第11回

2019年04月15日

ヴァンパイア、見えない犬、風 



胡散396

 吹き抜ける風が乾いてることに気付いた。もうすぐ寒くなるのだろうなと、ベンチに座った隣のぬくもりを撫でる。夜が冷えると人恋しくなるのだ。たとえヴァンパイアと言えども。

「なあアウトゥン、もうすぐハロウィーンだ」

 そう言ってまた愛犬を撫でる。人気のない屋敷だが、はたから見れば何もない空間で何かを撫でるパントマイムにしか見えないだろう。実際、この愛犬は見えない。そういう犬種なのだ。
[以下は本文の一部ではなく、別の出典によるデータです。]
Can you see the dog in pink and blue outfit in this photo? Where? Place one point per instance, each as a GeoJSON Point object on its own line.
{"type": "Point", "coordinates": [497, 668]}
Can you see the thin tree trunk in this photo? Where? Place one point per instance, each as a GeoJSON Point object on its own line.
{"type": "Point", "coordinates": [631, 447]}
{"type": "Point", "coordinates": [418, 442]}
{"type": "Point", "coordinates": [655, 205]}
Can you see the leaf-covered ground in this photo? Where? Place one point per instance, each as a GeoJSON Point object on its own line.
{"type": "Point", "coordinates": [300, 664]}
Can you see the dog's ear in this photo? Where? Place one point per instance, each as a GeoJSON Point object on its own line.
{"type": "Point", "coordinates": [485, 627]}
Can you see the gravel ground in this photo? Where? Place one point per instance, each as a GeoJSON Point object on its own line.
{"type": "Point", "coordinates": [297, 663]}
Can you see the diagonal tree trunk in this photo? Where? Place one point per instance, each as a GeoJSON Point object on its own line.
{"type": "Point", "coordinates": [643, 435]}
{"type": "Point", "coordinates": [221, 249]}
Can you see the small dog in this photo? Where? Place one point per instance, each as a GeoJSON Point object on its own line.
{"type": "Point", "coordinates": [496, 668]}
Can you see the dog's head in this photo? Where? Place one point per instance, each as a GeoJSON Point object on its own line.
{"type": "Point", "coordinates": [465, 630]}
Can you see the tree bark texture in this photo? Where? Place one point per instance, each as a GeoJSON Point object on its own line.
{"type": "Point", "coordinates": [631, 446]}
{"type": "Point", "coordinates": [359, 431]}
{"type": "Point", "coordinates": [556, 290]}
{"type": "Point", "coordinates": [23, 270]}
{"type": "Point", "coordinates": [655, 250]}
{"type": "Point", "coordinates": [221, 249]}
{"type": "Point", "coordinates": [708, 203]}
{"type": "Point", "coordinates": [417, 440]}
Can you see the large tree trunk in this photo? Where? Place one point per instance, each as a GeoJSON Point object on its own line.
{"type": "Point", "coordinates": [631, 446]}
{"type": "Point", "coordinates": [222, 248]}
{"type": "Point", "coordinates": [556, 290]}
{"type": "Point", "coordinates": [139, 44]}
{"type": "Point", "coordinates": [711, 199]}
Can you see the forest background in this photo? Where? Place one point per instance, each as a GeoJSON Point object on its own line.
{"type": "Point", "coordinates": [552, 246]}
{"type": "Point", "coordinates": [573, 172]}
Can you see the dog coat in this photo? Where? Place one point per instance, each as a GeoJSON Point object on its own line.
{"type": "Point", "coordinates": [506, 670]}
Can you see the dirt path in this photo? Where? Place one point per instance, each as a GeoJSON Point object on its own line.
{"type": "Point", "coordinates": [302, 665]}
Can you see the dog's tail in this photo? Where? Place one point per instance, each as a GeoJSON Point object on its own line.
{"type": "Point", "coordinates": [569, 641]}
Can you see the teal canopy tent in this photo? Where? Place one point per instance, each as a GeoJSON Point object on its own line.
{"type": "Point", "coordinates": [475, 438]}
「季節の変わり目に風邪などひいてしまったら万全にハロウィーンを迎えられないからな、気をつけなければ」

 そう言ってまた艷やかな手触りの毛並みを撫でる。陰もないが、触ればしっかりと伝わるしなんとなくどこにいるのかは分かる。

 ハロウィーンには秋と冬をまたぐ風が人間に病魔を運びもするのだが、人でないからといって平気なわけではない。風は化け物どもにも厄介な、そういう病魔もある。

「待ち遠しいなあ」

 そうしてまた愛犬の背を撫でるのだ。